🐦‍⬛ DataPrincipal Weekly - June 18th, 2026

Multigres v0.1 alpha brings horizontal scaling to PostgreSQL, plus Hudi 1.2's native VECTOR type, DuckDB 1.5.4, Materialize transactions, and DataFusion 54.

Jun 18, 2026

This week in data engineering, PostgreSQL’s scaling story led the week, while table formats, query engines, and catalogs all shipped concrete releases.

🐘 Multigres v0.1 alpha arrives to scale Postgres horizontally, as Vitess once scaled MySQL.

🔍 Apache Hudi 1.2 adds a native VECTOR type with built-in similarity search on lakehouse tables.

🦆 DuckDB ships 1.5.4 (Variegata) alongside the 1.4.5 LTS maintenance release on the same day.

✍️ The Week in Data (4 minute read)

A photo-frame company spent Christmas 2024 watching its database go down for three hours, then rebuilt to survive the next one. A brand-new project from the person who once kept YouTube’s database alive is now building that same fix for everyone else. The thread connecting them is the question Postgres has dodged for years: what happens when one machine is not enough?

Start with Aura Frames. The 2024 outage was a write-ahead log overflow caused by replication slots on an Amazon RDS PostgreSQL 14.1 instance, and it occurred during peak holiday traffic with no one at a desk. They sharded their ten highest-write tables, went from one primary to eight, and grew from 192 to 896 vCPU. The payoff showed up a year later: Christmas 2025 saw peak transaction volume of 226,000 per second, and the lights stayed on.

That is a heroic amount of plumbing for a team that just wanted to store pictures. The database is wonderful right up to the moment a single primary becomes the ceiling, and then you are hand-rolling shard logic that has nothing to do with your product.

This is exactly the gap Multigres is built to fill. Its v0.1 alpha landed this week as an open-source horizontal-scaling layer for Postgres, led by Sugu Sougoumarane, who co-created Vitess, the system that scaled MySQL at YouTube.
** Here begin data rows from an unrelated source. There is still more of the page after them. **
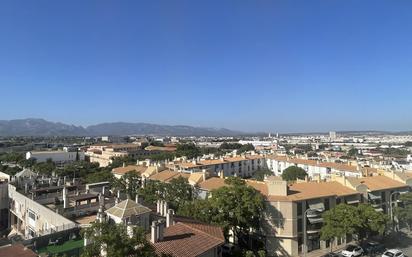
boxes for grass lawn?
[39,239,83,254]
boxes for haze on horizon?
[0,0,412,132]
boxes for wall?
[8,185,76,236]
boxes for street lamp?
[389,191,405,228]
[302,208,323,257]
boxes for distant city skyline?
[0,0,412,133]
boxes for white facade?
[8,184,76,238]
[26,151,84,163]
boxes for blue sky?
[0,0,412,132]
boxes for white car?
[342,245,363,257]
[382,249,405,257]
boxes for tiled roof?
[199,177,268,195]
[106,199,151,219]
[0,244,37,257]
[149,170,190,182]
[112,165,147,175]
[153,222,225,257]
[347,176,408,191]
[268,181,358,201]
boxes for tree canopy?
[282,166,307,181]
[81,222,157,257]
[179,177,264,240]
[321,204,388,247]
[394,192,412,231]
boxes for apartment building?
[86,144,176,167]
[266,155,377,179]
[86,144,144,167]
[168,154,266,178]
[8,184,76,239]
[26,148,85,165]
[194,169,412,256]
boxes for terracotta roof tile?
[153,222,225,257]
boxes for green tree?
[237,144,255,154]
[139,180,164,205]
[81,222,156,257]
[33,159,56,175]
[113,171,142,199]
[164,177,194,210]
[394,192,412,231]
[208,178,264,239]
[282,166,308,181]
[320,204,359,251]
[252,169,273,181]
[176,143,202,159]
[355,204,388,239]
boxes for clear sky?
[0,0,412,132]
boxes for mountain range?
[0,118,243,137]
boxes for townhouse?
[266,155,376,179]
[198,172,412,256]
[169,154,266,178]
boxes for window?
[29,210,36,220]
[324,198,329,210]
[297,202,302,216]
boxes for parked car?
[362,241,386,254]
[382,249,405,257]
[342,245,363,257]
[323,253,342,257]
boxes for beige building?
[194,168,412,256]
[168,154,266,178]
[85,144,144,167]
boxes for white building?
[26,150,84,164]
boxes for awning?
[368,193,382,200]
[308,217,323,224]
[309,201,325,211]
[346,199,360,204]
The alpha ships connection pooling through a multigateway and multipooler, consensus-based automatic failover, pgBackRest backups, and a Kubernetes operator. Sharding, the headline act, is deliberately held back for a later release.

Sharding is the glamorous word with the unglamorous parts: pooling and failover are what actually buckle under real production load, and Multigres shipped those first. Multigres is trying to turn the Aura Frames war story into a product so the next team does not have to bleed for the same lesson.

There is a second Postgres story this week, and it is about deleting data rather than scaling it. A large DELETE in Postgres is more expensive than it looks. Every removed row becomes a dead tuple that vacuum has to reclaim, and the space is not even returned to the operating system without a VACUUM FULL. DROP TABLE and TRUNCATE, by contrast, run independently of how much data they are removing. The recommended escape is date-based partitioning, so a recurring purge becomes an occasional DROP TABLE instead of a vacuum marathon.

A large delete is like clearing out a fridge by wiping down each shelf item by item while the door hangs open. Dropping a partition is pulling out the whole drawer and rinsing it in one motion. Same goal, wildly different cost, and the difference compounds at volume.

Postgres at volume is no longer a single-database problem; it is a distributed-systems problem, and the ecosystem is finally building the parts to admit that. Materialize implemented transaction commit and rollback as a SQL view maintained by incremental view maintenance, and the whole thing resolves in about 30 milliseconds.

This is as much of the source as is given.